PulseAudio in daemon mode

We run pulseaudio in daemon mode because we share a computer and like to be able to share control of the same audio device eg. mute the other person’s stream when they’ve gone for a coffee and we’re about to take a call.

This works fine, but it means confined snaps don’t have audio. Installing spotify with --devmode reveals that, according to apparmor’s log output, all that we need to do is grant rw access to /run/pulse/native and it’ll probably work?

Except, from what I see on this thread, there is no mechanism by which we can override this for our machine? Is that still the case?

Otherwise, what options do we have? It seems unlikely a PR to add this path to the stock interface for pulse would be accepted since our use case is so niche?

The system does not currently allow conveniently adding arbitrary rules to the snap’s policy. This or similar functionality may be added at a future date.

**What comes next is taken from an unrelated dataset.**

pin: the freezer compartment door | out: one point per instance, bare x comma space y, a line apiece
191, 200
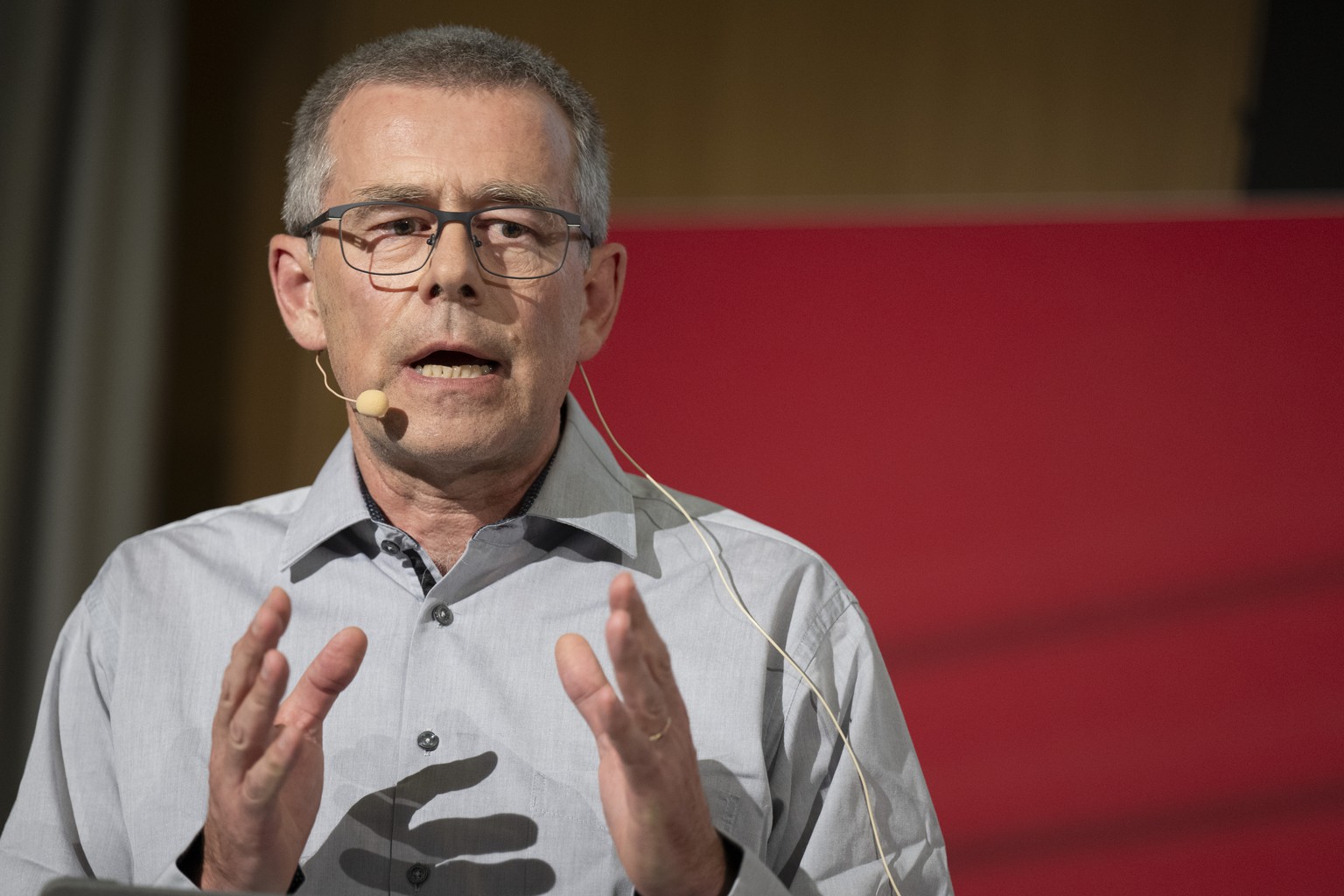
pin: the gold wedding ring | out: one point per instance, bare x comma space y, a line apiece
659, 735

It is possible to update the policy directly in /var/lib/snapd/apparmor/profiles/snap.name.command and then loading that into the kernel with sudo apparmor_parser -r /var/lib/snapd/apparmor/profiles/snap.name.command. Keep in mind, snapd will periodically rewrite this file, so you would have to keep adding it.

It is also possible to modify the apparmor abstractions that the applications #include, which will persist on reboots/etc without snapd rewriting it. Eg, grep '#include' /var/lib/snapd/apparmor/profiles/snap.spotify.spotify |sort -u shows that spotify uses a number of abstractions, though none specific to pulseaudio. Since pulseaudio does use the X protocol on classic distro and many snaps that ‘plugs: [ x11 ]’ also ‘plugs: [ pulseaudio ]’, one workaround that might make sense for you is to add this to /etc/apparmor.d/abstractions/X:

# workaround for https://forum.snapcraft.io/t/pulseaudio-in-daemon-mode/6606
/run/pulse/native rwk,

Then load with:

$ sudo apparmor_parser -r --write-cache --cache-loc=/var/cache/apparmor /var/lib/snapd/apparmor/profiles/snap.name.command

Please note that by modifying this abstraction, all apparmor profiles that #include <abstractions/X> will pick up the updated rule. If you are using confined applications that use X but you don’t want them to have access to the pulseaudio daemon service, you would not want to do the above.